Haushaltsstreit in Siegen-Wittgenstein: Kreistag scheitert an Personalplanung für 2026
Julian KleinHaushaltsstreit in Siegen-Wittgenstein: Kreistag scheitert an Personalplanung für 2026
Kreistag von Siegen-Wittgenstein scheitert an Haushaltsverabschiedung für 2026
Nach einer langen Debatte am Freitag konnte der Kreistag von Siegen-Wittgenstein keinen Haushalt für das Jahr 2026 beschließen. Der Hauptstreitpunkt war ein Antrag der CDU, die Besetzung der meisten vakanten Stellen einzufrieren. Ohne eine vereinbarte Personalplanung war jedoch keine endgültige Verabschiedung des Haushalts möglich – der Kreis bleibt damit in finanzieller Unsicherheit.

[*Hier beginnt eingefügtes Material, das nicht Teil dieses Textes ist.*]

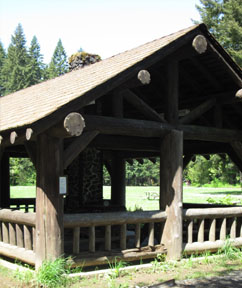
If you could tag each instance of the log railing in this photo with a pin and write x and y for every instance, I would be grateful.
(23, 204)
(109, 232)
(17, 235)
(208, 228)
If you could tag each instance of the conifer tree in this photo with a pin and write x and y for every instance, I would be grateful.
(2, 59)
(38, 67)
(58, 64)
(17, 67)
(224, 20)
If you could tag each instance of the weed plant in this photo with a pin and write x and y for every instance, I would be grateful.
(52, 273)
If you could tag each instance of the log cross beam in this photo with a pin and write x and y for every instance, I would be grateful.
(198, 111)
(143, 128)
(141, 106)
(77, 146)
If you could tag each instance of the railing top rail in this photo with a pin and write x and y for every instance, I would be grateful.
(112, 218)
(18, 217)
(212, 212)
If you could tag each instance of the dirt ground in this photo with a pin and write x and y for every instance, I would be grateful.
(187, 275)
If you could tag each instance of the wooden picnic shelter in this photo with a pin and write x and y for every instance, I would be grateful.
(171, 98)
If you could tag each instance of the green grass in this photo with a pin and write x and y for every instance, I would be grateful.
(136, 195)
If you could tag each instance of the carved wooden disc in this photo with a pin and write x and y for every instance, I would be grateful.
(74, 124)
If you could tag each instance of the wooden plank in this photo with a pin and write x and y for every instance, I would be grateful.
(212, 230)
(198, 111)
(28, 238)
(5, 232)
(92, 239)
(77, 146)
(218, 115)
(141, 106)
(137, 235)
(30, 147)
(117, 104)
(76, 240)
(123, 231)
(186, 159)
(14, 252)
(118, 181)
(222, 235)
(12, 234)
(171, 192)
(144, 128)
(151, 239)
(200, 236)
(171, 108)
(190, 231)
(108, 238)
(49, 203)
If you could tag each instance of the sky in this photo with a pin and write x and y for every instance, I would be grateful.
(104, 27)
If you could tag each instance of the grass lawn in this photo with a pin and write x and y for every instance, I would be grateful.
(136, 196)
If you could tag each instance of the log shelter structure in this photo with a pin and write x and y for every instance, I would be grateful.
(172, 98)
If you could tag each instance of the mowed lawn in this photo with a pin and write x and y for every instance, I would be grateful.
(147, 197)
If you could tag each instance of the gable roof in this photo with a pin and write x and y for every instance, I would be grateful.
(29, 105)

Über sechs Stunden lang berieten die Abgeordneten über die Finanzierung lokaler Projekte, darunter neue Wanderwege entlang des Rothaarsteigs. Doch der CDU-Vorschlag, Einstellungen – mit Ausnahme von Notfällen – vorerst auszusetzen, entwickelte sich zum Zankapfel. Als deutlich wurde, dass der Antrag die rechtlichen Befugnisse des Kreistags überschreitet, zog die Partei ihn zurück, woraufhin der Antrag abgelehnt wurde.
Landrat Andreas Müller (SPD) hatte zuvor gewarnt, dass ein Einstellungsstopp 108 Arbeitsplätze betreffen würde. Nun muss der Kreis ohne gültigen Haushalt unter vorläufigem Finanzmanagement weiterarbeiten. Der Kämmerer wird nun mit Banken verhandeln und beim Regierungsbezirk Arnsberg Notfallhilfen beantragen, um die Kosten bis zur nächsten Sitzung im Juni zu decken.
Die Lage bleibt kritisch: Die Überziehungsmöglichkeiten des Kreises sind nahezu erschöpft, und die Mittel reichen nicht bis zur nächsten Ratssitzung. Sollte dann kein Haushalt verabschiedet werden, kann die Bezirksregierung eingreifen und einen Haushalt oktroyieren.
Trotz der Blockade wird Siegen-Wittgenstein seine vertraglichen Verpflichtungen weiter erfüllen. Doch ohne formellen Haushalt schweben wichtige Vorhaben wie die geplanten Wanderwege in der Schwebe. Die nächste Sitzung im Juni wird zeigen, ob der Kreis eine externe Finanzaufsicht abwenden kann.